What do You Do if You Have Gluten Cross Reactivity?
So what do you do if you have tests that look like this?
You need to eliminate these food for 4-6 months- sometimes longer depending on the clinical picture, and you and your functional medicine doctor need to work on supporting and healing any functional problems related to the gut.
Next, you need to introduce these foods very slowly over several weeks or months,
Journaling how often you are eating these foods, I recommend no more than 1-3x times per week. The reason why you want to journal the frequency of these foods is that if you are eating some of these foods 3x per week and you don’t get a reaction on your retest- then this food is a safe food for you.
Remember we are not using how we feel as the indicator of whether or not the food is safe, but we do want to see if there are any correlations between the results of the test and the symptoms experienced and if there is a reaction- this is something again your functional medicine provider can help you with.
The Next step and this is the most important step of all, you need to RETEST to determine whether or not your body continues to have an immune reaction to the food.
Don’t think that just because your past symptoms have not returned or you are not experiencing stomach problems, fatigue, skin problems that you are out of the hot water yet.
So the sequence looks like this- Initial testing for baseline data, elimination of foods, reintroduction and journaling of foods with frequency and any reactions and finally, retesting.
In my opinion, You cannot base whether a food is safe or not safe based on whether or not you have a reaction and heres why…..It can take a few days or a few weeks before a threshold is met and now you develop symptoms.
An immediate reaction on re-introduction of a food may indicate a food allergy but what we are talking about today are food sensitivities.
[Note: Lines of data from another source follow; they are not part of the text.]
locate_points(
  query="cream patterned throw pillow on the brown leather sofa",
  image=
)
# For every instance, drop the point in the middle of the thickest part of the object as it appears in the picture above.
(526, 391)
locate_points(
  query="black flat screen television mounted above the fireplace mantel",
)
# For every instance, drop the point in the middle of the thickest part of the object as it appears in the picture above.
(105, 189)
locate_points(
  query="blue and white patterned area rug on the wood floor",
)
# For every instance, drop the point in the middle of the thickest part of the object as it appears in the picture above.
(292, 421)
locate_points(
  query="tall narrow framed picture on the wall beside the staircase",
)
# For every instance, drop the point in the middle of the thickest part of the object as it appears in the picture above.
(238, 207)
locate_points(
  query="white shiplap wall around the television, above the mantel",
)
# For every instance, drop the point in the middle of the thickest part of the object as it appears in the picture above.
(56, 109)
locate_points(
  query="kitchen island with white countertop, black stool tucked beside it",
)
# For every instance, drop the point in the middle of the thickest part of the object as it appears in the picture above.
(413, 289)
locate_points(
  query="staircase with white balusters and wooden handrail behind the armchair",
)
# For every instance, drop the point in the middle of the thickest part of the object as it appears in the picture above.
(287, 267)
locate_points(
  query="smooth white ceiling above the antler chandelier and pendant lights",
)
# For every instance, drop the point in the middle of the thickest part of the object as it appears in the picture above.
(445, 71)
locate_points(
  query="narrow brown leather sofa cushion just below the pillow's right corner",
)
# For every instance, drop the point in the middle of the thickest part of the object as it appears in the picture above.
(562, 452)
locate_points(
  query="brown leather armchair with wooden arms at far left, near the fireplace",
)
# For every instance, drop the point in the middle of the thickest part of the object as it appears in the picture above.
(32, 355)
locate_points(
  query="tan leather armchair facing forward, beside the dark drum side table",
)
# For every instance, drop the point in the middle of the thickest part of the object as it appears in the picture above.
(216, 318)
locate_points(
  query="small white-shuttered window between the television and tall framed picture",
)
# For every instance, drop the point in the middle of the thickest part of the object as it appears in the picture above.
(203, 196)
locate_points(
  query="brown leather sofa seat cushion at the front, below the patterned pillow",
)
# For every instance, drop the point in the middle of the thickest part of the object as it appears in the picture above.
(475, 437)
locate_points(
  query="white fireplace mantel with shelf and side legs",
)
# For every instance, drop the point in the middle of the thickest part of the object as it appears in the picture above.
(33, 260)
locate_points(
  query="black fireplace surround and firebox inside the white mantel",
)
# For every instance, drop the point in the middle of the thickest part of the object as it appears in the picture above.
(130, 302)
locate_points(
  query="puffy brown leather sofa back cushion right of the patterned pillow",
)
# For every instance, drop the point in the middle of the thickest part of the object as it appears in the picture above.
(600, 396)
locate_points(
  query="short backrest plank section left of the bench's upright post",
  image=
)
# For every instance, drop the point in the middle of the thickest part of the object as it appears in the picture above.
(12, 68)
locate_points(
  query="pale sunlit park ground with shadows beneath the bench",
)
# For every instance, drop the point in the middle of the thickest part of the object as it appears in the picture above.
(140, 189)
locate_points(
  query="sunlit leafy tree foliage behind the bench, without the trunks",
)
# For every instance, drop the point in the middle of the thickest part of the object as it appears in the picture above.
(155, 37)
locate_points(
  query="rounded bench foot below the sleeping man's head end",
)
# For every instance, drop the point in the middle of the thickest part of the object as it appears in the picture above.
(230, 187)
And I think this is where many nutritionists and even doctors are missing it.
Remember these tests are tests that monitor either IgA and IgG or IgG for delayed food sensitivity reactions not allergies. These tests tell us nothing about allergies.
If you are interested in testing, You can learn more about testing on my website and I will leave a link in the video description.
Well I hope today’s video clears up a bit of confusion that surrounds what It means to be on a gluten free diet, how gluten cross reactivity may be one of your sticking points, and how to remove and re-introduce foods when you have test that looks like the one we reviewed.